Explicitly: From post 4 of this thread:

Emphasis added by me.

Then in post 46 of this thread Bricker responds to you charge of misquoting Nina:

What I am after here is the “partial transcript that was compiled by someone else” that Bricker is using to make his charges. Either that or I would like the cites he said he would provide on request regarging NPR hosts supporting abortion, opposing the flat tax, or supporting the “living Constitution”.

But the coin toss would be random event.

How do expectations create bias? Read the story about Piltdown Man.

Frankly, that is disingenuous to the point of vulgarity. You claim that Bush “has brought in a hatchet man”, when in fact Clinton brought the man in. When you’re proven to be completely wrong, you resort to redirection of the argument, and pathetic playground taunts about picking nits. Fact is, you use the term “nitpick” twice, doubtless in hopes of recruiting a bandwagon to support you by distracting attention away from your reckless disregard for the facts. Your whole OP is a laughable screed that belongs in the Pit.

My sources for those claims are the correspondent who sent me the … questionably edited Totenberg transcript. So rather then burn myself again, I’m ordering transcripts for each cite I thought I had directly from NPR. After review of those, I may withdraw or modify my other claims; I won’t charge into battle with that flawed source again.

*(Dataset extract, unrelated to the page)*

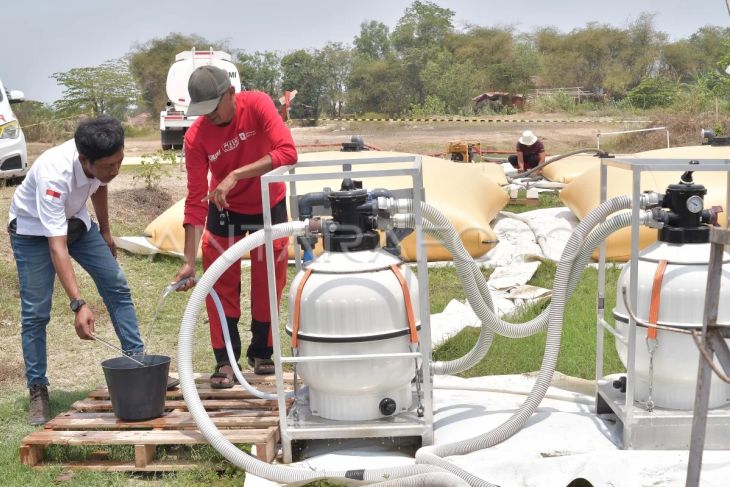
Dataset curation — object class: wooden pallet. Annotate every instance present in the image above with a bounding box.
[20,374,292,472]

If you know the dates and the programs, you could use the NPR website and listen to the audio. It might be a bit quicker, Bricker.

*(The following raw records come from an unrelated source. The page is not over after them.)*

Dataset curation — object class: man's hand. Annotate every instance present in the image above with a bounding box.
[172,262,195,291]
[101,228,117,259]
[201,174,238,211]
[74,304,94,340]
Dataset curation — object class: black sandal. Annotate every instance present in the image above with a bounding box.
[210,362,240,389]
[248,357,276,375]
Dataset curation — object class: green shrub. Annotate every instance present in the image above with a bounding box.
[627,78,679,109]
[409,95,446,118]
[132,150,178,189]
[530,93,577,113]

Sorry, couldn’t resist the rhyme.

Normally I could agree with you on this point, except for, the fact that Clinton brought Tomlison in was pointed out on page two of this thread. And really, Tomlison has not been an issue here.

I was, in fact, kinda waiting for it to turn in that direction, but it didn’t, so I suppose folks don’t care either way as far as this particular thread is concerned.

But if I want to post an excerpt, I’d have to transcribe the audio…

I didn’t say it would be easy. I just said that it would be quicker. Besides, I did it for you. I’m hurt that you won’t return the courtesy. :stuck_out_tongue:

Thank you Bricker, I am truly curious to see these quotes. I think NPR is relatively unbiased especially compared to the rare times I tune in to network news.

On those occasions I am struck more by the sensationalism than outright bias. NPR does not seem to play this game to me, though of course YMMV.

Regarding Nina’s statement of the cold hard facts, I agree that the “not enough” comment was over the top, but I still feel that there is stunningly little bias at NPR. :wink:

Yes, I saw it there. (Page 1 on my setup.)

The OP is a worthless harangue, empty of all content except for inaccuracies, pejoratives, and propagandistic rambling. It is a deliberate and calculated slaughter of reality, with more spin than a quasar. I care that, when the gentleman’s dishonesty was brought to light, he first ignored it and then dismissed a second criticism as nitpicking — a lie chosen for nothing more than its falsely perceived button-pushing impact.

Since NPR belches out similarly biased claptrap with an equal disregard for criticism and correction, good riddance to it.

Evidence please, or are you unaware of the weekly corrections of their own stories that they run?